Wie hat Ihr Vater reagiert, als er den Film zum ersten Mal gesehen hat?
Als mein Vater für das erste Screening zu mir kam, waren wir beide ziemlich nervös. Er wusste nicht, was ich tatsächlich zum Inhalt gemacht hatte und es war klar, dass es – genau-so wie bei meinen bisherigen Filmen, etwa über Mario Götze oder Jens Spahn – keine Vetorechte für ihn gäbe. Am Ende waren wir beide erleichtert. Mein Vater findet den Film richtig gut, auch wenn der ja seine familiäre Abwesenheit und seinen exzessiven Künstler-Lebensentwurf kritisch hinterfragt. Wir sind uns heute näher als viele Jahre zuvor. Er sieht es als Geschenk, dass wir diese Gelegenheit zum intensiven Austausch hatten – gerade weil ihm das mit seinem Vater leider nicht mehr geglückt ist. So eine Aufarbeitung ist kein Spaziergang, aber sie lohnt sich. Auch ohne Kamera.

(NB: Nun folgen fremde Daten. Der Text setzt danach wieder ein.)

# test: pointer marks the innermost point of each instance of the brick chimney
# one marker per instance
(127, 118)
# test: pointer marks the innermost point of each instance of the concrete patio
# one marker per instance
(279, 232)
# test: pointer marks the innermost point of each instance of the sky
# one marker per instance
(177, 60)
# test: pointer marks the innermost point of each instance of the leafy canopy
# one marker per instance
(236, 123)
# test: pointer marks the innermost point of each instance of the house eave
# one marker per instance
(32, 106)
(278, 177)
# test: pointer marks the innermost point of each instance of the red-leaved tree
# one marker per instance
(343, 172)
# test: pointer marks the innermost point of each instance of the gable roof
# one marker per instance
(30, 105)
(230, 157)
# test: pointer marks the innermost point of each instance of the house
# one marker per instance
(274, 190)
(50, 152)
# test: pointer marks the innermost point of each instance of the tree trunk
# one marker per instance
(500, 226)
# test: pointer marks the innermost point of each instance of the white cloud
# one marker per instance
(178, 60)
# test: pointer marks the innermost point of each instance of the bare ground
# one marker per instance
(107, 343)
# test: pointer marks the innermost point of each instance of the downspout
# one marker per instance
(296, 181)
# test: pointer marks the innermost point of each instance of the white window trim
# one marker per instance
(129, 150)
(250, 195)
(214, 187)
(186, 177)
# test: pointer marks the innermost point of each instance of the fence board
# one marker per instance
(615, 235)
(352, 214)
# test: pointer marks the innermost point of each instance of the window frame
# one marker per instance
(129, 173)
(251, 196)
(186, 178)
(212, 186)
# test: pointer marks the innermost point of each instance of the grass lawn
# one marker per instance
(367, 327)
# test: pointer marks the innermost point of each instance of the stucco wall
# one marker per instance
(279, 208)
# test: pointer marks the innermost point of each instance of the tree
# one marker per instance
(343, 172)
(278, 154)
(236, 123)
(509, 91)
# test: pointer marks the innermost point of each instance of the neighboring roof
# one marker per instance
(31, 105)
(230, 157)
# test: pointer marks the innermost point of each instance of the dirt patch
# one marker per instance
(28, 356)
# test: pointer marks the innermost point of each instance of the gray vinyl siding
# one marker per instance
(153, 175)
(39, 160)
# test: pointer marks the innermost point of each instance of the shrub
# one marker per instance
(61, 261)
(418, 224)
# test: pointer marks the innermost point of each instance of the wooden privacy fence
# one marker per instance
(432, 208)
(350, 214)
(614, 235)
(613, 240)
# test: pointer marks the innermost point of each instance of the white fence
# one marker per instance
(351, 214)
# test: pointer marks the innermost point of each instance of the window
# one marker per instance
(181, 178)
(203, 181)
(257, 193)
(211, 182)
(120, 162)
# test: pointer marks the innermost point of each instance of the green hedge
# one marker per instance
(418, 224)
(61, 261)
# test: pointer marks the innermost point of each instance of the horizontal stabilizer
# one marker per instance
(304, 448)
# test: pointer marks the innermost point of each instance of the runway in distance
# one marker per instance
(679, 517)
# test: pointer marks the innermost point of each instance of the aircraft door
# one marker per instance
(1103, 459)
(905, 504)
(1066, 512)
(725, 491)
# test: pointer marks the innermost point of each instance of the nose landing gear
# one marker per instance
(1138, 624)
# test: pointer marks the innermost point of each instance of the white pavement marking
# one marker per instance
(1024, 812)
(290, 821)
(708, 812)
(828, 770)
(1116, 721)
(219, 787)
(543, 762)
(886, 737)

Fritz Litzmann, mein Vater und ich

2 Std. 24 Min.

Ein wohlmeinender kritischer Geist meinte zu Aljoscha Pause: »Eigentlich kannst du es nur falsch machen. Entweder deinem Vater gefällt der Film, dann ist er vielleicht zu unkritisch. Oder aber er mag ihn nicht, dann steht er womöglich zwischen euch.« Pause hat diese Gratwanderung dennoch gewagt und sich über zwei Jahre auf eine intensive Vater-Sohn-Reise begeben – neben 18 Stunden Interview-Material allein mit seinem Vater gab es unzählige Sichtungs- und Schneidesessions, die ihn mitunter an emotionale Grenzen brachten. Das Ergebnis ist gelungen. Pauses Dokumentarfilm besticht vor allem mit seiner Vielschichtigkeit: Nicht nur bietet er einen spannenden, unterhaltsamen Ausflug in die deutsche Kabarett- und Zeitgeschichte, sondern auch berührende Porträts zweier besonderer Charaktere und die stets respektvolle Aufarbeitung ihrer individuellen Biografien sowie reichlich Anlass zur Reflexion – von Kunst, Selbstverwirklichung, Familie und gesellschaftlichem Wandel. Zu Wort kommen neben den Pauses auch Wegbegleiter und Kabarettgrößen wie Helge Schneider, Bastian Pastewka, Carolin Kebekus, Gerhard Polt, Sebastian Pufpaff oder Michael Mittermeier. Prädikat besonders wertvoll.